Int J Gyn Path July 2017
- elviogsilva
- Jan 23, 2018
- 3 min read
Lichen Sclerosus in Vulvar Squamous Cell Ca- Davick et al.
Is seen in 30% of the cases of SCC.
It would be more informative to include: 1- histologic features that might indicate the progression tp SCC, epithelial proliferation? Atypia?
And 2-the result of p53 stain in the different components.
Biomarkers Accuracy in AdenoCa of the Cervix-Lee et al.
A very extensive review of the literature without significant results. According to the authors, the main stain identifying endocervical adenocarcinoma is p16; however, there is no mention of the problem that 5% of the metaplastic lesions create because of a positive "block positive" staining.
An important comment would be that immunostains are probably not needed in most cases of endocervical adenocarcinomas.
Virilization of Mesonephric Duct Remmants and Cervical Squamous Epithelium in Transgenders- Singh et al.
Excellent article describing a new type of pathology.
A Biomarker Panel Increases the Reproducibility in Endometrial Biopsy Diagnosis-Nastic et al.
What is the gold standard in pathology?
The opinion of a few pathologists or what happened to the patients? Does FIGO agree that the grading of endometrial carcinoma depends on the immuno results? How the authors classify an endometrioid carcinoma that is positive for ER and also for p53?
Shouldn't they do studies correlating the results of the immuno with the follow-up of the tumor?
They should include references supporting that 70% staining with p53 is a significant value.
Endometrial Thickness by Ultrasound and Histopatologic Diagnosis- Patel
Excellent study showing that bleeding is more importanat than endometrial thickness.
L1CAM and HER2 in Endometrial Cancer-Azim et al.
I believe that when markers that are not in common use for a neoplasm are reported as having an important effect in the prognosis of the neoplasm, they should be compared with the most common markers used in the same tumor. L1CAM and HER2 vs ER, PR, Ki67, and Pten.
Value of Pathology Review of Ovarian Tumors-Stewart et al.
It is difficult to see the value of this study, it is a pathology review, but in 90% of the cases only the report was reviewed. Apparently, the goal of the authors was to change any diagnosis that was not high grade serous carcinoma, low grade serous carcinoma, endometrioid carcinoma, clear cell carcinoma, or mucinous carcinoma. Cases diagnosed as undifferentiated carcinoma, transitional carcinoma, or mixed types were reclassified as serous carcinoma. The authors explain that this uniformity is better for epidemiologic studies. Obviiously, it would be easier for epidemiologic studies if there few subtypes of ovarian cancer. However, there must be a reason why these carcinomas have a different histologic appearance. There is a possibility that this is related to different genes. A clear example of this is in the cases with SET morphology in BRCA + patients. My view of progress in cancer is the following: Pathologists find the histologic variants of a given tumor, and then researchers find the genes that are seen in these histologic variants. Then it is possible to develop personalized treatments.
There are many samples of malignant neoplasms that today are characterized by a genetic change. But, the first step was achieved by an anatomic pathologists identifying different histologic changes.
I also wonder: How they can teach a resident in Western Australia that a solid carcinoma in the endometrium is an undifferentiated carcinoma but a similar tumor in the ovary is a serous carcinoma?
For many years the term referring to serous carcinoma of the ovary was papillary serous carcinoma. Since this term did not fit the image that some authors had of serous carcinoma ( some were not papillary), the papillary part of the name was dropped. Since many of these tumors do not have serous differentiation, are they going to drop the serous part of the name?
Primary Mucinous Carcinoma of the Fallopian Tube- Wheal et al.
This is a highly unusual case report, irrelevant as a case report, but it has a great message.
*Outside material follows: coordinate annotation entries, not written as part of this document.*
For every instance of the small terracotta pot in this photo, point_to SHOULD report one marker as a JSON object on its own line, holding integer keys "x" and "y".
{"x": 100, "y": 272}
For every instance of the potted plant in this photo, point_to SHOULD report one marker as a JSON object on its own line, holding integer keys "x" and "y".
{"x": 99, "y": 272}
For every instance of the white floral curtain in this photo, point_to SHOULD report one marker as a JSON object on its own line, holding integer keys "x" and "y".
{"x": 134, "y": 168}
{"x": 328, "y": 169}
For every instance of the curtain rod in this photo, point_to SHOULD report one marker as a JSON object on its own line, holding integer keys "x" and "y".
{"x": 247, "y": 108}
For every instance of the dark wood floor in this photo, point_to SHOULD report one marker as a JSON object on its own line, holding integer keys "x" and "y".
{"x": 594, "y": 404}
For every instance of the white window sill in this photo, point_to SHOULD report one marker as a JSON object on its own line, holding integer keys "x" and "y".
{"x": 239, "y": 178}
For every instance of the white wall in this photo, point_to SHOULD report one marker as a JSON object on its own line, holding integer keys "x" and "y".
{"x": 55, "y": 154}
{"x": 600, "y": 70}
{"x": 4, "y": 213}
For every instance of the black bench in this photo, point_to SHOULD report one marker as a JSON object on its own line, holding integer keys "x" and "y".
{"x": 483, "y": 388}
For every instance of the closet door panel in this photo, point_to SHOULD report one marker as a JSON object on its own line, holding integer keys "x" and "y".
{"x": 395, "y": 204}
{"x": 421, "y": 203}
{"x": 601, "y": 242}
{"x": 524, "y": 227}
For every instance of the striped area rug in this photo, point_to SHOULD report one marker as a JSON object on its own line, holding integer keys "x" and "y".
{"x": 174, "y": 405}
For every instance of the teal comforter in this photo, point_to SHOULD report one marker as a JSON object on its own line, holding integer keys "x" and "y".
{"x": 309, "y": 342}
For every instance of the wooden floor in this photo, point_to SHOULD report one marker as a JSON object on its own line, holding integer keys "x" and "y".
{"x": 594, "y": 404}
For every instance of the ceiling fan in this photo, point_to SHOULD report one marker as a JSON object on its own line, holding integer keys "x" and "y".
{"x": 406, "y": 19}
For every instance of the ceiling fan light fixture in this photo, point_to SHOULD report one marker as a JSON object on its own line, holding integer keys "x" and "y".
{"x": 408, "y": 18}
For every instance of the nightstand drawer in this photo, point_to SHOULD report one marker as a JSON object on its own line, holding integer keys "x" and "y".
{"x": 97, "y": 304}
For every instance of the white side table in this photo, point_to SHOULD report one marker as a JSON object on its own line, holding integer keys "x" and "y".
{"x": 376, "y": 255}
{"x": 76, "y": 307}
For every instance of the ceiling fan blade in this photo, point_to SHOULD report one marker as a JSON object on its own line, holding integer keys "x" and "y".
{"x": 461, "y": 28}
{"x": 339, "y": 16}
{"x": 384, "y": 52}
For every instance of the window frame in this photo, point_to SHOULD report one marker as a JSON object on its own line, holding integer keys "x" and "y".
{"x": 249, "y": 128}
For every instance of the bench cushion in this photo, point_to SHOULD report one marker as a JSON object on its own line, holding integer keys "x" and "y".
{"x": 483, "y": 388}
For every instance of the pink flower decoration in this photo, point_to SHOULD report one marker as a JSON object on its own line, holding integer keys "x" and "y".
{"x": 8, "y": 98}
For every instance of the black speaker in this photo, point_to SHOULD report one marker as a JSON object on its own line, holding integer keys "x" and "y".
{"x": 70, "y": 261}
I believe that multicentricity is very important explaining why serous neoplasms are usually high stage neoplasms. Low grade lesions are usually found in conjunction with endosalpingiosis. Something similar applies to endometrioid tumors and endometriosis. In this article by Wheal et al, mucinous carcinoma in the fallopian tube was found in association with mucinous tumors in the ovaries, benign, and borderline, and with areas of mucinous metaplasia. The concept of multicentricity probably applies to all the different epithelial types of ovarian lesions.